Brytyjski dziennik "Daily Mirror" opublikował na swojej stronie internetowej wideo z imprezy w siedzibie rządzącej Partii Konserwatywnej w grudniu 2020 roku, w czasie trwających restrykcji covidowych. Na nagraniu widać, jak uczestnicy tańczą, piją alkohol i jawnie żartują sobie z ograniczeń.
45-sekundowe nagranie pochodzi z imprezy, która odbyła się 14 grudnia 2020 roku w sztabie ówczesnego kandydata Partii Konserwatywnej na burmistrza Londynu, Shauna Baileya, który choć wyszedł z niej wcześniej, jest widoczny na jednym ze zdjęć z tego wieczora.
Impreza była objęta policyjnym dochodzeniem w sprawie domniemanego łamania restrykcji covidowych na Downing Street i w innych budynkach rządowych, ale nikt z jej uczestników nie został wówczas ukarany.

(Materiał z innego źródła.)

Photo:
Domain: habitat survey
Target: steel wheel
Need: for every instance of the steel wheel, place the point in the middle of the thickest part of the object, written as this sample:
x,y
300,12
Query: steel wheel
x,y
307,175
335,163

Na nagraniu widać m.in. parę, która tańczy trzymając się za ręce i nawet mija w tańcu napis przypominający o zachowywaniu dystansu. W innym momencie słychać, jak jedna z osób pyta: "Filmujesz to?", na co inna odpowiada: "To dla partii, do użytku partyjnego". Ktoś inny rzuca: "Instagram na żywo". Pierwsza osoba wtedy śmieje się i mówi: "Dopóki nie prowadzimy streamingu na żywo to jakbyśmy przestrzegali reguł".

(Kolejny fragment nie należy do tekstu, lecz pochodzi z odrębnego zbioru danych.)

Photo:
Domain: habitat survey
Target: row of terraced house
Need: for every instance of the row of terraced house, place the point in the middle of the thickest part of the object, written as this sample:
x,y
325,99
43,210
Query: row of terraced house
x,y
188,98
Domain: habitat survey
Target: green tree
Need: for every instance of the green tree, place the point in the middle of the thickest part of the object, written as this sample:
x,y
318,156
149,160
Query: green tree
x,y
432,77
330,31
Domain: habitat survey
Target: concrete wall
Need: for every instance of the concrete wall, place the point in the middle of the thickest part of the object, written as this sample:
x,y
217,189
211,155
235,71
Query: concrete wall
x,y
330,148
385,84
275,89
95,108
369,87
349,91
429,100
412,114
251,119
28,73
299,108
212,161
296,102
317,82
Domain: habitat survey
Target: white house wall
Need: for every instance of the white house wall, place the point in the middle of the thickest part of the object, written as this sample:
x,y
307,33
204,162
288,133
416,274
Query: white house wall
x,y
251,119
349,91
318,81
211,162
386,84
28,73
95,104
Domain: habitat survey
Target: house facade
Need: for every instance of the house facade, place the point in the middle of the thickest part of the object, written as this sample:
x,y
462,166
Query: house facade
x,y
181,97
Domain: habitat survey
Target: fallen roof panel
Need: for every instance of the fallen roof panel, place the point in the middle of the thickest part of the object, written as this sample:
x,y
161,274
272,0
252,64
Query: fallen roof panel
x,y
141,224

Tories face new Partygate police probe as previously unseen footage shows staff boozing, dancing and mocking lockdown laws at height of Covid.At least 24 revellers include two named on Johnsons controversial resignation honours list.From @DailyMirror https://t.co/2Ij1zHpghT pic.twitter.com/l0kTfnQnVV
LizWebsterSBFJune 17, 2023
W czasie, gdy nagranie zostało zrobione, w Londynie obowiązywał drugi poziom restrykcji covidowych, co oznacza, że zakazane były spotkania towarzyskie w pomieszczeniach zamkniętych, z wyjątkiem osób z własnego gospodarstwa domowego i spoza tzw. bańki wsparcia, natomiast ludzie mogli się spotykać na otwartych przestrzeniach, ale w grupach maksymalnie sześcioosobowych.
Odnosząc się do opublikowanego nagrania, rzecznik Partii Konserwatywnej powiedział w niedzielę, że w stosunku do czterech osób zostały podjęte działania dyscyplinarne, zaś zapytany o wideo minister ds. wyrównywania szans Michael Gove przyznał, że jest ono "straszne" i "nie da się tego obronić".
W czwartek poselska komisja ds. przywilejów opublikowała raport z prowadzonego przez rok dochodzenia, w którym uznała, że ówczesny premier i lider Partii Konserwatywnej Boris Johnson czterokrotnie świadomie wprowadzał w błąd parlament, gdy zapewniał, że spotkania towarzyskie na Downing Street w czasie lockdownu nie były łamaniem restrykcji. Jeszcze przed jego publikacją Johnson zrezygnował z mandatu poselskiego.